Epuisée par tant de vide, je lâcherais bien le tout.
Mais non, je prends mon téléphone, parce que j’ai dit que je le ferais, et que je rappelle toujours quand je dis que je vais rappeler – sauf quand je suis contrariée.
C’est comme si j’avais été forcée toute la journée à porter différents masques, tous plus criant de vérité les uns que les autres – tous des parties du moi que tout le monde voit.

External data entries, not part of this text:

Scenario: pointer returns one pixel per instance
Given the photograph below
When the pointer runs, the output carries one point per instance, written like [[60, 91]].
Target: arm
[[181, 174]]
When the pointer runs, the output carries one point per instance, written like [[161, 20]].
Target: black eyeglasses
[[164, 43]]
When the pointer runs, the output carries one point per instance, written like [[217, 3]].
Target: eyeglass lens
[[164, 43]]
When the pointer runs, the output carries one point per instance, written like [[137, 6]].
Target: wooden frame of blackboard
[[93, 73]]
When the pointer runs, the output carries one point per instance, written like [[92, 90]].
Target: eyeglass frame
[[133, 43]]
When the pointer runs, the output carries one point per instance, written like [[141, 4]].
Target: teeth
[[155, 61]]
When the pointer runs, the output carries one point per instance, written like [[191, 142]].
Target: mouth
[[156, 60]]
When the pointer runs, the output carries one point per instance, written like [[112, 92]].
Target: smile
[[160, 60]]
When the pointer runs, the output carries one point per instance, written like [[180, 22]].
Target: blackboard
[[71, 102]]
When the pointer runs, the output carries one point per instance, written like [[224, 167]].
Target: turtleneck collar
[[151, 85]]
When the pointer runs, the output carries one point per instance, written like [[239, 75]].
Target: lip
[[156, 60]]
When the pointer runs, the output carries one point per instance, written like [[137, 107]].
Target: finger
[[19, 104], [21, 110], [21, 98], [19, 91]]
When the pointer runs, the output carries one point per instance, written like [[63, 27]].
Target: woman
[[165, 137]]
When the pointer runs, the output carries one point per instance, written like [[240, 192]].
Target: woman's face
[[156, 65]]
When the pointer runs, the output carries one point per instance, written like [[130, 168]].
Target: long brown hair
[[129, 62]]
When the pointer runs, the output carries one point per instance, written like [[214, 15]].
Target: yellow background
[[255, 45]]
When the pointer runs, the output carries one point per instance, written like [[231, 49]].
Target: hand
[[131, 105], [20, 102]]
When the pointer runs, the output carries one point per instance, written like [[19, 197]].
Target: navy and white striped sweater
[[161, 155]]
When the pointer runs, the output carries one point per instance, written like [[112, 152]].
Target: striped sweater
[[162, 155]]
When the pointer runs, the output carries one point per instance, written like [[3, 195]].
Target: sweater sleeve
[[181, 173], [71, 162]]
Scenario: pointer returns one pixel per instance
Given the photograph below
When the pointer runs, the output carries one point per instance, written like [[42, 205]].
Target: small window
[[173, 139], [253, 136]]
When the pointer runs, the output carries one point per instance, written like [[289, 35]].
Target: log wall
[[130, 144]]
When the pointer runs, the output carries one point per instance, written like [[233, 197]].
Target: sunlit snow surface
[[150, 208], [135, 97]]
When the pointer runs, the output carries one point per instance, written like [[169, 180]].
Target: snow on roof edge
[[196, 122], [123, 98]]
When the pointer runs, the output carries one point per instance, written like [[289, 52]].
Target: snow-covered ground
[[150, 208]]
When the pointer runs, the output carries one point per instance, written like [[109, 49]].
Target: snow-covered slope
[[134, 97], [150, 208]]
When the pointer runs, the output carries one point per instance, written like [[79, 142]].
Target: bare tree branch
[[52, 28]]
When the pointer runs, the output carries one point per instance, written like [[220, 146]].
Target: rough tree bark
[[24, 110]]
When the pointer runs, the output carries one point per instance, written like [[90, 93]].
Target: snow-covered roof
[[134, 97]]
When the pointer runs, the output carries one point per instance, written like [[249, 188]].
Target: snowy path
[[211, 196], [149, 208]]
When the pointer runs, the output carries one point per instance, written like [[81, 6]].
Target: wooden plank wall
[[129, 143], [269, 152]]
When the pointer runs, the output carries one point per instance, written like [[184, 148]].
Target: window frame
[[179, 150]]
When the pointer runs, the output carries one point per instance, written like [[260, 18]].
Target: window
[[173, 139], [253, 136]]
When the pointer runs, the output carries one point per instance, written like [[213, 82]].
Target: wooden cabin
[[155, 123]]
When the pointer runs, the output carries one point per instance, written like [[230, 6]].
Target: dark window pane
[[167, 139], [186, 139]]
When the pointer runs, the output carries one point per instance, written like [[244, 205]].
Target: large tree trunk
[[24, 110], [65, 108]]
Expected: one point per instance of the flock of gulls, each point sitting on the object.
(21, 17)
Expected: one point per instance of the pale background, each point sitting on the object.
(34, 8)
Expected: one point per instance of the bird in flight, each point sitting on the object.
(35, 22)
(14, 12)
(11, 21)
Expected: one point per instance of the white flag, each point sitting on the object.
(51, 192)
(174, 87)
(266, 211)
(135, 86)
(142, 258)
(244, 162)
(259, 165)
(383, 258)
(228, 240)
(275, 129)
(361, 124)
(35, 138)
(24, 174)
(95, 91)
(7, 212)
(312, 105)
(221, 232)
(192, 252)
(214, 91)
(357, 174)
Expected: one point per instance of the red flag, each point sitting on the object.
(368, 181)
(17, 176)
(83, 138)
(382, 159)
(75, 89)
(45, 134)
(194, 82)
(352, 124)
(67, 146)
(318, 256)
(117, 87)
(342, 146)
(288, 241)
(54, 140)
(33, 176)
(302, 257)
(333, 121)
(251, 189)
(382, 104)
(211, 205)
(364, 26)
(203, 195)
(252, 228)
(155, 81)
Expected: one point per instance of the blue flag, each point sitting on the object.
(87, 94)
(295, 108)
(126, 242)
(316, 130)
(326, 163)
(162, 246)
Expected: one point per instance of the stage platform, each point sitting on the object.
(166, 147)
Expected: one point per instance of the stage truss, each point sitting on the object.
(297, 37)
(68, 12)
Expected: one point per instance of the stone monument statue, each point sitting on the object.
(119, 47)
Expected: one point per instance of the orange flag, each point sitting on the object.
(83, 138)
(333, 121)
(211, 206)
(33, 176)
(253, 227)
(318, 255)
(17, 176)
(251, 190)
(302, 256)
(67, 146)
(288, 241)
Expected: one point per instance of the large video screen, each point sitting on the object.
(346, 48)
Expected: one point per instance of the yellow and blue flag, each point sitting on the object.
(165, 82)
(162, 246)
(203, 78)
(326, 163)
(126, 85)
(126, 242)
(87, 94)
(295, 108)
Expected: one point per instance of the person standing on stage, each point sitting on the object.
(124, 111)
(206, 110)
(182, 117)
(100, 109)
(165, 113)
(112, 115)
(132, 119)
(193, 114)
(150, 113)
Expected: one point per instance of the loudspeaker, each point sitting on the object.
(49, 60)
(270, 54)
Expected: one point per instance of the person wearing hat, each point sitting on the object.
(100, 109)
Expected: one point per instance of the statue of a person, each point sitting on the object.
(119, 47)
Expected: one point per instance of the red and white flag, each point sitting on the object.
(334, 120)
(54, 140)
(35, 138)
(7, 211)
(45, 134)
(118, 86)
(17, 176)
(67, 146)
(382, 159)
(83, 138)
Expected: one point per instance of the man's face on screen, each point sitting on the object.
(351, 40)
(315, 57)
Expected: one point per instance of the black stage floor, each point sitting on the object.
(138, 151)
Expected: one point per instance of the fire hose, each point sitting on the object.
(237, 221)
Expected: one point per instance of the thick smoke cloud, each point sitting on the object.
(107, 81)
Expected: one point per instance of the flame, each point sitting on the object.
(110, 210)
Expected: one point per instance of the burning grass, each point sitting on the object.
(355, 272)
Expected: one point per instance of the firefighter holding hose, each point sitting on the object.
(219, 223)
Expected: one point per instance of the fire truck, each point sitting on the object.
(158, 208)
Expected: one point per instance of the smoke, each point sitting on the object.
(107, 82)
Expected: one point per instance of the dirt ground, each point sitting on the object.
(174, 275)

D’abord être la fille responsable, qui va pas faire flipper l’autre, qui va se montrer rassurante, ne montrer aucune faille dans le raisonnement, de toutes façons y’a pas de raisons.
Contrer le soleil qui faisait déjà rage place du Louvre à 11h du matin, lunettes de soleil armées d’impatience.
Aller faire la fille qui va bosser, première partition du cerveau de la journée – j’avais commencé à partitionner dans le métro, à répondre à mes quelques textos matinaux, parce que personne n’a besoin de savoir et que la pudeur m’impose de ne pas me répandre. J’étais donc d’un coup la nana qui allait fêter sa place toute nouvelle, bouteille de champagne au frais depuis la veille, rassemblement puis déjeuner, comme si de rien n’était, comme si tout était normal – et au fond, tout était normal, il n’y avait aucunes raisons que ça soit différent des autres jours, pas pour si peu, on a pas le droit, pour si peu.
C’est le truc de toutes les femmes actives quand elles ont des enfants – la double, voire triple journée. Je vois pas de quoi je pourrais me plaindre, vraiment.
Le retour à la fille responsable a été différé d’une heure, le temps d’aller boire un peu d’eau et de dire deux blagues pourries, elle était repartie vers la destination de départ, une feuille d’eau et deux sourires en plus dans son sac.
Un retour en taxi interminable, une facture salée, un départ de nouveau sur les chapeaux de roue, un autre rendez vous, où il fallait aussi paraitre sûr de soi, toujours paraître, c’est terrible ce mot, on « est » avec tellement peu de gens, je sais pas avec qui je m’autorise aussi peu de self-control.
Et autant dire que j’étais déjà épuisée avant que le métro n’arrive à Croix de Chavaux sur les coups de 21h – mais retour au point de départ, c’est pas mon jour aujourd’hui, alors je la mets en veilleuse, et puis les autres ont l’air de mieux savoir que moi, ce que je dois faire pour évacuer, pourquoi je suis vraiment sensée revenir alors que je n’ai aucune envie d’être là – cette maison commence à me sortir par les yeux.
J’ai toujours l’impression que j’ai pas le droit et j’essaie moi aussi de rationaliser le tout, alors je m’interdis plein de trucs – de m’inquiéter, de trop aimer, d’être impatiente, de vouloir trop, d’attendre tout et rien en même temps, de décrocher mon téléphone, si souvent, pour composer des numéros simples, qui devraient couler de source, automatique. Mais non, j’ai pas le droit à ça. Je suis indépendante. J’ai pas besoin de ça. On me reprochera ma dépendance, mon peu d’autonomie – on m’a élevé comme ça, j’ai pas besoin des autres, qu’est ce que vous foutez encore là, vous êtes pas encore partis, vous attendez quoi?
La vérité c’est qu’il n’y a personne qui serait capable, à la hauteur, de partager ça avec moi, alors je préfère tout prendre pour ma gueule, histoire que personne n’est rien à redire derrière, c’est plus safe.
Aujourd’hui je suis passé à la caisse, impossible de savoir quels instants j’avais volé, je me creuse la tête mais j’ai encore l’impression qu’on me punit pour un truc que j’ai toujours pas fait, je crois toujours que c’est pour ça que je paie – j’ai plus l’impression qu’on m’en a volé à moi, des instants, et qu’on continue à m’en voler tout le temps.
J’espère qu’un jour j’aurais une autre vision de moi vs. les autres – et que j’arrêtais de régler les dettes d’une Jane Doe dont j’ai tout les traits mais qui pourtant n’est pas moi – j’ai une gueule à m’appeler Jane Doe?